Après plusieurs heures de spéculations et d’incertitudes, l’extradition de Paul-Henri Sandaogo Damiba vers le Burkina Faso est désormais officiellement confirmée. Dans un communiqué rendu public le lundi 19 janvier 2026, le gouvernement togolais est sorti de son silence pour éclairer l’opinion nationale et internationale sur les circonstances et le fondement juridique de cette procédure, menée dans un contexte régional particulièrement sensible.
Lomé affirme que l’ancien président de la transition burkinabè se trouve désormais entre les mains des autorités militaires de son pays, mettant ainsi fin aux rumeurs persistantes entourant son arrestation et son transfert. Les autorités togolaises insistent sur le fait que cette extradition s’inscrit dans le strict respect des règles de droit, des procédures judiciaires en vigueur et des engagements internationaux en matière de coopération judiciaire entre États.
Selon les précisions apportées par le gouvernement, la procédure a été engagée à la suite d’une demande officielle d’extradition adressée au Togo le 12 janvier 2026 par les autorités judiciaires burkinabè.

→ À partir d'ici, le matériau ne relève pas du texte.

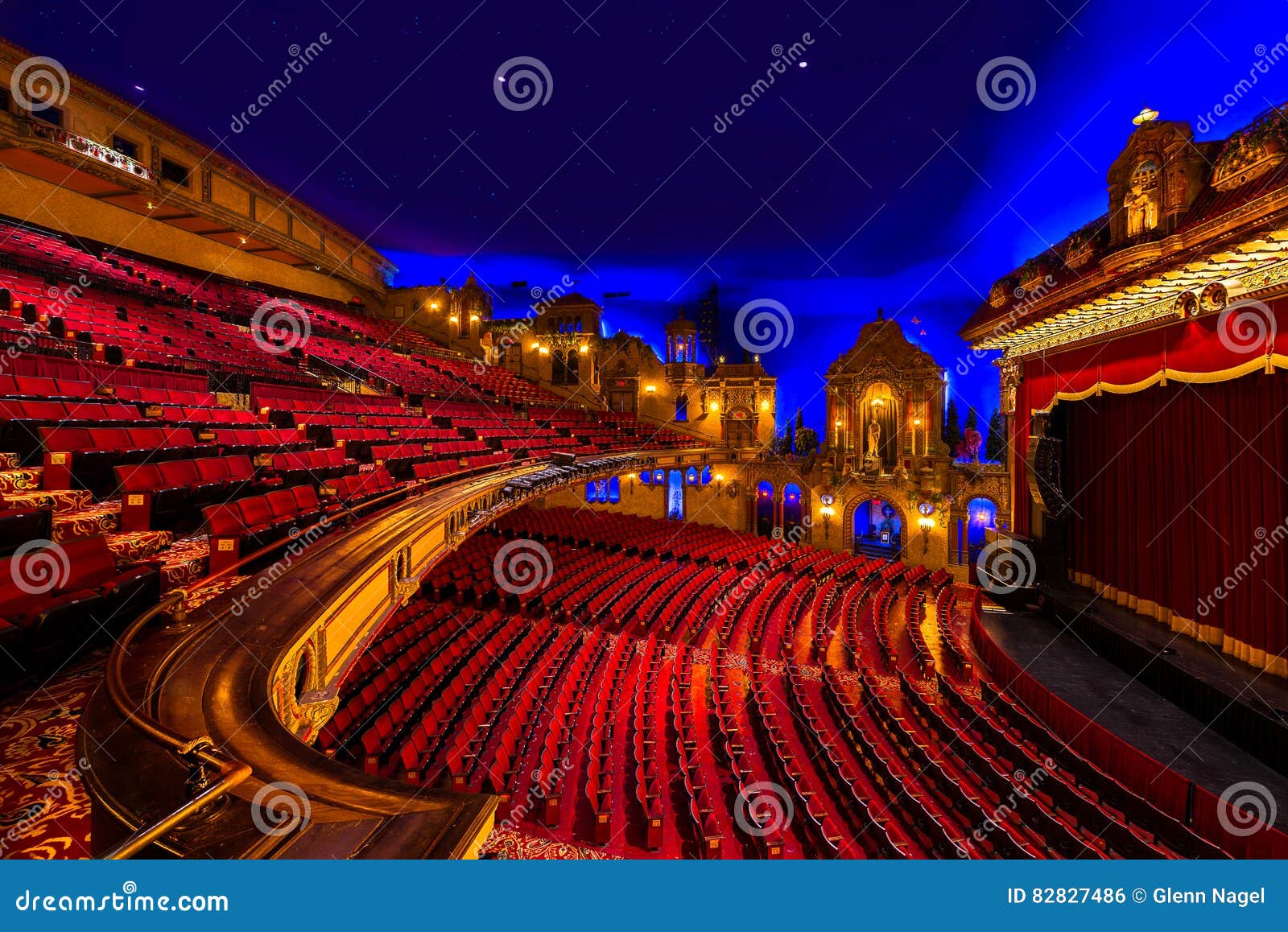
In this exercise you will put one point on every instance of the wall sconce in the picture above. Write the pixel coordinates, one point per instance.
(925, 523)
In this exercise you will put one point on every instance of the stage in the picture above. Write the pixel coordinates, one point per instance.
(1214, 720)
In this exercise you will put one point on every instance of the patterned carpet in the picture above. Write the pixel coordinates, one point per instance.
(44, 807)
(510, 845)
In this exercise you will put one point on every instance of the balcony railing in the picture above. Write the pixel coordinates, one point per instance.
(90, 150)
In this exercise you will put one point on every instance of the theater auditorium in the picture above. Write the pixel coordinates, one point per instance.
(298, 563)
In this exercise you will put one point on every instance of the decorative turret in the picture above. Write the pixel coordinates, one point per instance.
(682, 340)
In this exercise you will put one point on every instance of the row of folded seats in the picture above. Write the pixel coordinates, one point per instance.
(44, 388)
(66, 597)
(238, 528)
(84, 457)
(171, 494)
(23, 420)
(255, 522)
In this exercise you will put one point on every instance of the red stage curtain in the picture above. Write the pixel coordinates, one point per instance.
(1210, 344)
(1180, 498)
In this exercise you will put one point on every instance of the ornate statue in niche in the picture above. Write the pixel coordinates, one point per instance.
(873, 459)
(1141, 200)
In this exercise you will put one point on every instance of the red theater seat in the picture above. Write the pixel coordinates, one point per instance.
(87, 597)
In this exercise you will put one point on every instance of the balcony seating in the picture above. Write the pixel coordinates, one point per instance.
(57, 599)
(84, 457)
(171, 494)
(249, 524)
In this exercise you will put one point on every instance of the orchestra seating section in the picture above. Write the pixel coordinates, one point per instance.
(160, 412)
(644, 700)
(670, 691)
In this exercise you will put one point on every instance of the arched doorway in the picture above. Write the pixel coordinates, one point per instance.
(877, 530)
(791, 507)
(980, 518)
(675, 496)
(766, 509)
(740, 429)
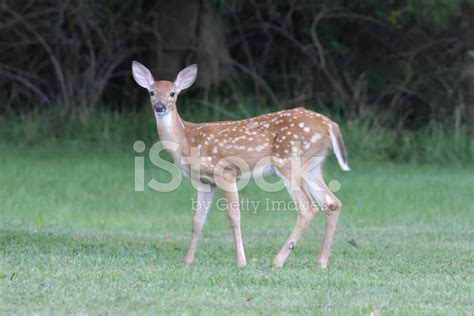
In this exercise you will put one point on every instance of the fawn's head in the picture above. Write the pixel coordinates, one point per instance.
(163, 94)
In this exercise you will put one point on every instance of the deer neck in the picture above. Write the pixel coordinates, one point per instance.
(172, 128)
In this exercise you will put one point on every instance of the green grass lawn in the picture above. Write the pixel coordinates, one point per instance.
(76, 238)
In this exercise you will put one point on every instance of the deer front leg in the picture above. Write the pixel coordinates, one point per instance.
(200, 211)
(233, 213)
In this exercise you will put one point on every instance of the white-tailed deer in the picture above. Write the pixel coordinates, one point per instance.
(278, 139)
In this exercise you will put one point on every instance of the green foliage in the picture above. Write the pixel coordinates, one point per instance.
(365, 138)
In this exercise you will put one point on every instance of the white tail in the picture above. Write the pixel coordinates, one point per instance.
(275, 140)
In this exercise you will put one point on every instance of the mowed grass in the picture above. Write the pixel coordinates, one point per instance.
(76, 238)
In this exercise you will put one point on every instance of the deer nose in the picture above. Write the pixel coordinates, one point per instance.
(159, 107)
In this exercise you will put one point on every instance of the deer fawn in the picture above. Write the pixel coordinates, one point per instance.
(283, 138)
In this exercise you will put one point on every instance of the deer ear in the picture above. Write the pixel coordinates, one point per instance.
(186, 77)
(142, 75)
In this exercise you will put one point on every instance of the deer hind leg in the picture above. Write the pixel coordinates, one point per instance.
(200, 211)
(331, 207)
(306, 213)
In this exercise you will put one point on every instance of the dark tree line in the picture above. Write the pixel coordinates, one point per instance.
(404, 62)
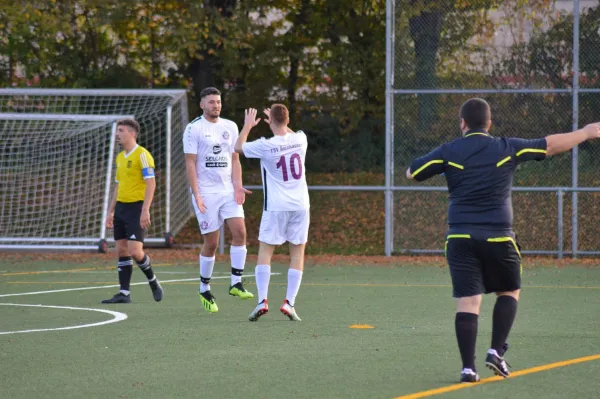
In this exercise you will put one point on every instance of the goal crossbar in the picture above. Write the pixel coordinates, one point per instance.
(17, 116)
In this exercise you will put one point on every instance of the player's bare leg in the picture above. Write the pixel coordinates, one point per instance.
(238, 252)
(136, 249)
(263, 276)
(125, 269)
(504, 315)
(466, 322)
(207, 264)
(294, 280)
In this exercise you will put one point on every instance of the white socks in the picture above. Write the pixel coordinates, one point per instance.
(294, 280)
(262, 276)
(238, 260)
(206, 267)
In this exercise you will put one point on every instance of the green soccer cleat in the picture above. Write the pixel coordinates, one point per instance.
(289, 311)
(208, 301)
(239, 290)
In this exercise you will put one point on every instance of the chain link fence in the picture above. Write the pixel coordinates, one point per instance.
(534, 63)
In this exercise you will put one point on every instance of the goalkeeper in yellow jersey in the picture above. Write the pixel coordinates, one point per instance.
(129, 210)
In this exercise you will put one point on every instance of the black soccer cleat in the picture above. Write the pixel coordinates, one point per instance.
(469, 376)
(118, 298)
(157, 290)
(504, 349)
(497, 364)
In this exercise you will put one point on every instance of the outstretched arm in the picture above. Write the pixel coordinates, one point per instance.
(249, 122)
(559, 143)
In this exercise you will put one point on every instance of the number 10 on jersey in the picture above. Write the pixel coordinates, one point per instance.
(296, 170)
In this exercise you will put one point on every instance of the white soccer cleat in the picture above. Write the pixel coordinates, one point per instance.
(261, 309)
(289, 311)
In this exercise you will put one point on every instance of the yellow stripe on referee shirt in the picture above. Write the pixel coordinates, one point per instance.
(456, 165)
(505, 160)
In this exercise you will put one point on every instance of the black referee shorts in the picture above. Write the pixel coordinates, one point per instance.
(127, 221)
(483, 265)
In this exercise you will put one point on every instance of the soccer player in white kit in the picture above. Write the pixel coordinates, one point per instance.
(215, 176)
(286, 214)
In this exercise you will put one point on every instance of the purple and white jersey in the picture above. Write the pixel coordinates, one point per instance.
(213, 145)
(282, 167)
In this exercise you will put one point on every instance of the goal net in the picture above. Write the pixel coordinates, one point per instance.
(57, 152)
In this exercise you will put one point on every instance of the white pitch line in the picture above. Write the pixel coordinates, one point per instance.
(155, 272)
(113, 286)
(117, 316)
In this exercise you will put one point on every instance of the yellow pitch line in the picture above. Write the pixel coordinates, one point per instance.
(537, 369)
(84, 269)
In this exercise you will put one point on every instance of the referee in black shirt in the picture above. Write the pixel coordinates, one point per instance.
(481, 248)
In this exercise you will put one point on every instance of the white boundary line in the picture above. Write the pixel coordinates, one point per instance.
(117, 316)
(114, 286)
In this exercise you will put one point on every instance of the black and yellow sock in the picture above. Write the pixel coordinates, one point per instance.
(505, 312)
(145, 267)
(466, 335)
(125, 269)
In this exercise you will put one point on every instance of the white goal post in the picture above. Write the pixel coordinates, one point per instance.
(57, 151)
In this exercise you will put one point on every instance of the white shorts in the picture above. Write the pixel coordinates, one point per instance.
(219, 207)
(279, 227)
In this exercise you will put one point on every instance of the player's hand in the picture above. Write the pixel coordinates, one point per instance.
(200, 203)
(240, 195)
(250, 118)
(145, 219)
(592, 130)
(109, 220)
(268, 113)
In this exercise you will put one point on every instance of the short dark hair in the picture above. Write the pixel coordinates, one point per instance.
(280, 114)
(476, 113)
(132, 123)
(209, 91)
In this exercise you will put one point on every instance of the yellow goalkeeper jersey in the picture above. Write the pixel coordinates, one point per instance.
(132, 171)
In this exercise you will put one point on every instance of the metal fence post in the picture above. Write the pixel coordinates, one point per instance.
(389, 128)
(575, 152)
(560, 194)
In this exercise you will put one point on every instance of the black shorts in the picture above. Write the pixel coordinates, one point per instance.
(483, 265)
(127, 221)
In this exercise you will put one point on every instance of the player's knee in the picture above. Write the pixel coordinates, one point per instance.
(209, 248)
(137, 254)
(515, 294)
(123, 252)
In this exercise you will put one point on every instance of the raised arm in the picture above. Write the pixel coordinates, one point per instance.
(249, 122)
(110, 214)
(559, 143)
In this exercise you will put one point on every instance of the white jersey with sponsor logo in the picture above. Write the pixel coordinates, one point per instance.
(282, 167)
(213, 145)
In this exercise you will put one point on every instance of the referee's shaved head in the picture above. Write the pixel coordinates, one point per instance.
(476, 113)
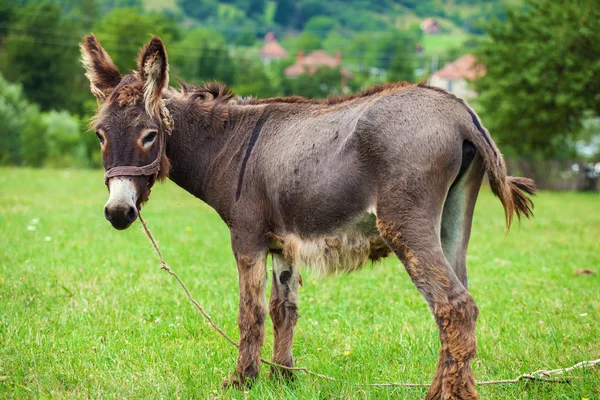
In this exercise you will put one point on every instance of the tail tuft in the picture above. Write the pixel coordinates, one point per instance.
(519, 189)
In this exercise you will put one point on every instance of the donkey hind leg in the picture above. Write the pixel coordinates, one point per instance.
(251, 319)
(458, 211)
(410, 230)
(283, 308)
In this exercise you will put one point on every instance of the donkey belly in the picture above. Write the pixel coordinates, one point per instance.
(343, 250)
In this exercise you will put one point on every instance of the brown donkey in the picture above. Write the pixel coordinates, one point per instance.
(328, 184)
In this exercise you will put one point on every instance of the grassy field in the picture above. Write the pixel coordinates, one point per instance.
(86, 312)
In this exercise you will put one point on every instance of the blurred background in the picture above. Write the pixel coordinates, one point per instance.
(530, 68)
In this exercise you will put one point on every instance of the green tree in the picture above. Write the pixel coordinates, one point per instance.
(320, 25)
(252, 79)
(543, 74)
(15, 113)
(124, 31)
(285, 12)
(203, 55)
(324, 82)
(199, 9)
(41, 53)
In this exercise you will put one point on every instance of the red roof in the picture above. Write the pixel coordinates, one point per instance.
(273, 49)
(313, 61)
(466, 67)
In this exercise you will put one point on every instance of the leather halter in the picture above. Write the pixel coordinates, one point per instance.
(152, 169)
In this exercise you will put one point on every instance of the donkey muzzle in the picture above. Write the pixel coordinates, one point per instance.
(120, 209)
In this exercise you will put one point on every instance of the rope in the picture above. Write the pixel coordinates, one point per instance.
(541, 375)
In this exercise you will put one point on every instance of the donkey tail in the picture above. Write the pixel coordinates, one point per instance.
(512, 191)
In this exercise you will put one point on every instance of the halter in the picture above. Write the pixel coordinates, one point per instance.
(152, 169)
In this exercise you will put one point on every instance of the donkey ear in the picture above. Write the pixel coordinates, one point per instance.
(100, 69)
(154, 69)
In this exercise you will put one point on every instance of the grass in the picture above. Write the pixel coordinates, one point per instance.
(85, 311)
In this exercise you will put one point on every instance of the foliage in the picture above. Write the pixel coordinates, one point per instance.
(199, 9)
(542, 75)
(87, 312)
(203, 55)
(320, 25)
(16, 113)
(124, 31)
(252, 79)
(41, 53)
(324, 82)
(63, 135)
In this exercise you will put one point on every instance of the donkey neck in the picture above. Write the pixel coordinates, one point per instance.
(206, 149)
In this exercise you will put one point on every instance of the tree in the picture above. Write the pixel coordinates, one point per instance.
(124, 31)
(542, 75)
(199, 9)
(203, 55)
(320, 25)
(322, 83)
(285, 12)
(15, 113)
(41, 53)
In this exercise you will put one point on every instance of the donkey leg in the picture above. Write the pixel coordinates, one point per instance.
(251, 318)
(457, 218)
(412, 235)
(283, 310)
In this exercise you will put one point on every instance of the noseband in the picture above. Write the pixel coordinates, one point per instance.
(153, 168)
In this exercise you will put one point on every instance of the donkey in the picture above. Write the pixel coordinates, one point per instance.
(329, 184)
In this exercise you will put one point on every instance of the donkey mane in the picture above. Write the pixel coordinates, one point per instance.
(219, 92)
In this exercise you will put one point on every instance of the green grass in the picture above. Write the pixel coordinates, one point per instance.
(86, 312)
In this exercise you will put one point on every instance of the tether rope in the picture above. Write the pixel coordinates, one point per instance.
(541, 375)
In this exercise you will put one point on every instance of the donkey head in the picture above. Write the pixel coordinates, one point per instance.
(132, 124)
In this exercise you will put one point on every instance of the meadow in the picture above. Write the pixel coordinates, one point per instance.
(85, 311)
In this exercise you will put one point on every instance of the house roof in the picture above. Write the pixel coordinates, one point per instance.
(272, 48)
(313, 61)
(430, 25)
(466, 67)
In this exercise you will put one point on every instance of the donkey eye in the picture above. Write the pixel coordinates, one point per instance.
(149, 138)
(100, 138)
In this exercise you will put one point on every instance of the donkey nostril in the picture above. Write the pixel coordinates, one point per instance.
(131, 214)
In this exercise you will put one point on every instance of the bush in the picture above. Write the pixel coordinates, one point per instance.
(66, 147)
(15, 113)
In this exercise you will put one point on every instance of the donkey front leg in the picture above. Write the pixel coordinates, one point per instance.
(251, 318)
(283, 310)
(418, 246)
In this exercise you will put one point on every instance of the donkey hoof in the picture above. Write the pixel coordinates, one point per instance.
(278, 373)
(237, 382)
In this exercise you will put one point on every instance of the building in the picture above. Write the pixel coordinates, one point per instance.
(430, 26)
(310, 63)
(456, 76)
(272, 50)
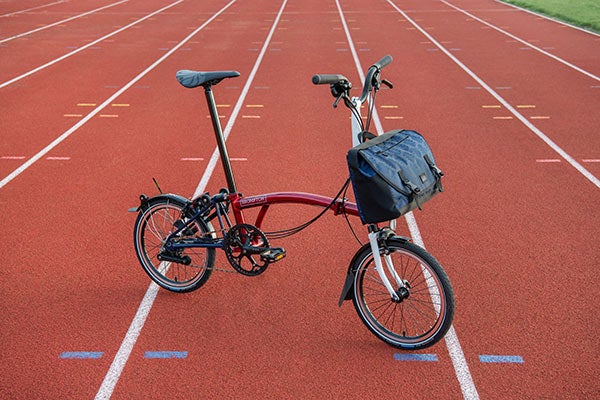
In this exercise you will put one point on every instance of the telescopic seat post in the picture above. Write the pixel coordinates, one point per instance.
(214, 116)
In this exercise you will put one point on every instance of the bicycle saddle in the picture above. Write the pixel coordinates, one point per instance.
(192, 79)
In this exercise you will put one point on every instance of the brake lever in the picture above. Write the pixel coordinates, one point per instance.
(335, 103)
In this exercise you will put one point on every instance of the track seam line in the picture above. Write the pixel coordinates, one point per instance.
(61, 22)
(41, 67)
(461, 368)
(587, 174)
(510, 35)
(137, 323)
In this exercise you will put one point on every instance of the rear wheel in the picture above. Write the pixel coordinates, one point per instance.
(159, 218)
(422, 315)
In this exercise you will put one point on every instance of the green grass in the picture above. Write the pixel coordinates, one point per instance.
(583, 13)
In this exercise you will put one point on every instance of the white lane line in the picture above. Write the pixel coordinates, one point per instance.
(238, 106)
(528, 44)
(457, 356)
(111, 378)
(31, 9)
(61, 22)
(95, 111)
(587, 174)
(33, 71)
(116, 368)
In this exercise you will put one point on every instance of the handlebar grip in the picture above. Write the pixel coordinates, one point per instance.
(383, 62)
(322, 79)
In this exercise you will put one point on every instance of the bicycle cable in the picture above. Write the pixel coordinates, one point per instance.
(291, 231)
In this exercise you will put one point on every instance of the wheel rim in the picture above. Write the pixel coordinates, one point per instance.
(158, 223)
(414, 320)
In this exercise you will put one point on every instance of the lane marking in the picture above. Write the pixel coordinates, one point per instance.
(236, 109)
(31, 9)
(48, 64)
(165, 354)
(487, 358)
(457, 356)
(41, 28)
(587, 174)
(548, 160)
(560, 60)
(81, 355)
(415, 357)
(116, 368)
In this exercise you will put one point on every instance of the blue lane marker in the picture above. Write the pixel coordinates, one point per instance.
(415, 357)
(165, 354)
(80, 354)
(501, 359)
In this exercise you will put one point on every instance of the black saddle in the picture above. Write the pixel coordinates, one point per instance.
(192, 79)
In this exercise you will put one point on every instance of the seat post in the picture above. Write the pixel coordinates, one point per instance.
(214, 116)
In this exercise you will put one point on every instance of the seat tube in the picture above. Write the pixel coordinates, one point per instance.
(356, 124)
(214, 116)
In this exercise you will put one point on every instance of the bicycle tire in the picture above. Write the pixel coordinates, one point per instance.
(154, 222)
(419, 320)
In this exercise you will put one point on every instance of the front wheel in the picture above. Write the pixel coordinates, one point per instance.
(423, 309)
(156, 221)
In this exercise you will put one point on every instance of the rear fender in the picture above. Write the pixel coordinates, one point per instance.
(145, 201)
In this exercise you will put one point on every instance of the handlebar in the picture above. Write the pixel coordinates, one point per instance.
(341, 85)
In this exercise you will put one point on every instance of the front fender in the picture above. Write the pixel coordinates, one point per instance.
(353, 268)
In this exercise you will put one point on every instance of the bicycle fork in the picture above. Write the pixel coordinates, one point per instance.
(374, 238)
(384, 268)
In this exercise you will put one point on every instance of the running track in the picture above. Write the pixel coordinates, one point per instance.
(91, 111)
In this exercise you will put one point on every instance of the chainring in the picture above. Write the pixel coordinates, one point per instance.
(243, 245)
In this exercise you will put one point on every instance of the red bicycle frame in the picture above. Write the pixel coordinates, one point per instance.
(264, 201)
(239, 203)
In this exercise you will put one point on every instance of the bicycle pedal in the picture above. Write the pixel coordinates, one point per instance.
(273, 254)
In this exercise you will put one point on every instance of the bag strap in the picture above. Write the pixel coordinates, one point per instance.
(414, 189)
(436, 172)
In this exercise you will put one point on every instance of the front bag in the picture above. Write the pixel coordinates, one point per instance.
(392, 174)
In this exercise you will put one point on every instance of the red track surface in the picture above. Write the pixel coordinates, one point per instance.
(517, 236)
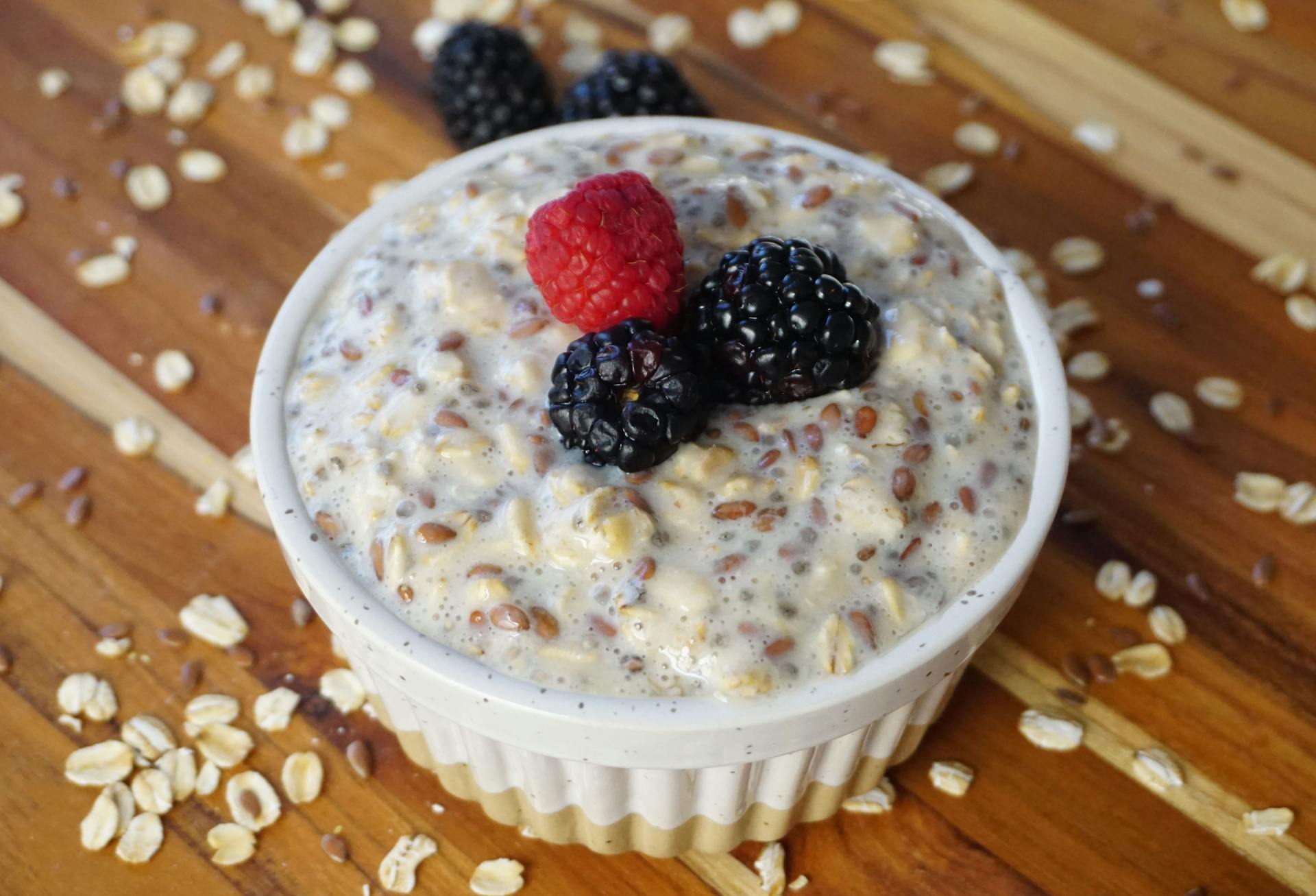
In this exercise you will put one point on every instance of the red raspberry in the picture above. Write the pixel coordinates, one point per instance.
(606, 252)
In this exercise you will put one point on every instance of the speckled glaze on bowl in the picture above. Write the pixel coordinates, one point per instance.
(657, 775)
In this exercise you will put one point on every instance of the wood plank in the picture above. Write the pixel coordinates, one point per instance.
(1265, 82)
(133, 561)
(1240, 707)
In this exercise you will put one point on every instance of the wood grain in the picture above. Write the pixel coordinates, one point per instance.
(1240, 707)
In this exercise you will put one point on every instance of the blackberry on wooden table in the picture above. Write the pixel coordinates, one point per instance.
(632, 83)
(626, 396)
(489, 84)
(778, 322)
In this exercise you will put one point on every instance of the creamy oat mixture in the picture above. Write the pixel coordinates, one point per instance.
(788, 544)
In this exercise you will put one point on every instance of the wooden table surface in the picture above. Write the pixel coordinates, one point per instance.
(1219, 123)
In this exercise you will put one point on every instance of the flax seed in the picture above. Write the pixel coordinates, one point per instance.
(733, 509)
(545, 624)
(865, 419)
(73, 478)
(526, 328)
(433, 533)
(1264, 571)
(903, 483)
(190, 675)
(864, 625)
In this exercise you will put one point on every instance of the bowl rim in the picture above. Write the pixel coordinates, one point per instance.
(637, 718)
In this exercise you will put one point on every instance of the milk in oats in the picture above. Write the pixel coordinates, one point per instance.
(788, 544)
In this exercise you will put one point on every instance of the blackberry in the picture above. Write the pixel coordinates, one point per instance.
(778, 322)
(489, 84)
(628, 84)
(626, 396)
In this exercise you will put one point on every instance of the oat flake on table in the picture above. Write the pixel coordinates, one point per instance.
(398, 869)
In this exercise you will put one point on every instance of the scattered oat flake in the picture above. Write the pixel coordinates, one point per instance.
(1298, 505)
(1302, 312)
(978, 138)
(772, 869)
(1267, 823)
(100, 825)
(352, 78)
(1088, 366)
(948, 178)
(99, 765)
(1247, 16)
(254, 82)
(1147, 661)
(173, 370)
(1098, 136)
(202, 166)
(232, 844)
(53, 83)
(1077, 256)
(215, 500)
(875, 801)
(303, 775)
(226, 61)
(101, 271)
(670, 32)
(304, 138)
(951, 777)
(1112, 579)
(1157, 768)
(382, 189)
(905, 61)
(1283, 273)
(141, 840)
(398, 870)
(783, 15)
(344, 690)
(1219, 392)
(215, 620)
(357, 34)
(252, 799)
(11, 208)
(1051, 731)
(1168, 625)
(1260, 491)
(273, 711)
(148, 187)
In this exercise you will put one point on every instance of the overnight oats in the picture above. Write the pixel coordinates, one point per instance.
(790, 465)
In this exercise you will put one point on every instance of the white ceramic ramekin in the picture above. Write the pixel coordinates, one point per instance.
(658, 775)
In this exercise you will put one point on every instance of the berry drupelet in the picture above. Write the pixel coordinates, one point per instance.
(778, 322)
(489, 84)
(626, 396)
(632, 83)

Cette requête concernait Paul-Henri Sandaogo Damiba, de nationalité burkinabè, poursuivi pour plusieurs chefs d’accusation lourds, notamment le détournement criminel de deniers publics, l’enrichissement illicite, la corruption, l’incitation à la commission de crimes et de délits, le recel aggravé ainsi que le blanchiment de capitaux.
À la réception de cette demande, les autorités togolaises compétentes ont procédé à un examen approfondi de sa régularité, conformément aux lois nationales et aux conventions internationales auxquelles le Togo est partie. À l’issue de cette analyse, le garde des Sceaux, ministre de la Justice, a indiqué que la requête avait été jugée recevable et traitée selon les voies légales prévues en matière d’extradition.
C’est dans ce cadre que Paul-Henri Sandaogo Damiba a été interpellé le 16 janvier 2026 à Lomé, en exécution du mandat d’arrêt joint à la demande burkinabè. Il a ensuite été placé sous écrou, conformément à la procédure en vigueur. Le dossier a été transmis à la chambre d’instruction de la Cour d’appel de Lomé, seule juridiction habilitée à se prononcer sur ce type de demande.
Réunie en audience publique le même jour, la chambre d’instruction a rendu un avis favorable à l’extradition. Cette décision s’est appuyée, entre autres, sur l’offre de réciprocité formulée par les autorités burkinabè, les instruments juridiques internationaux applicables, ainsi que sur les garanties formelles fournies par le Burkina Faso. Celles-ci portent notamment sur le respect de l’intégrité physique et de la dignité de l’intéressé, la garantie de ses droits tout au long de la procédure judiciaire, en particulier le droit à un procès équitable, ainsi que l’absence de la peine de mort.
À la suite de cet avis favorable, Paul-Henri Sandaogo Damiba a été remis aux autorités burkinabè le 17 janvier 2026, marquant ainsi l’aboutissement de la procédure d’extradition.
L’acte constitue l’aboutissement d’un processus strictement judiciaire, conduit dans le respect des droits humains et des engagements internationaux du Togo.
Alors que certaines voix accusaient le Togo d’être un refuge ou une bastion de déstabilisation des institutions burkinabè, cette extradition vient lever toute ambiguïté. Paul-Henri Sandaogo Damiba, accusé par les autorités de Ouagadougou d’être impliqué dans plusieurs tentatives de coup d’État contre le Burkina Faso, avait pris la tête du pays à la suite du putsch de janvier 2022 ayant renversé le président Roch Marc Christian Kaboré. Renversé à son tour la même année par le capitaine Ibrahim Traoré, il s’était réfugié à Lomé avant son arrestation et son extradition.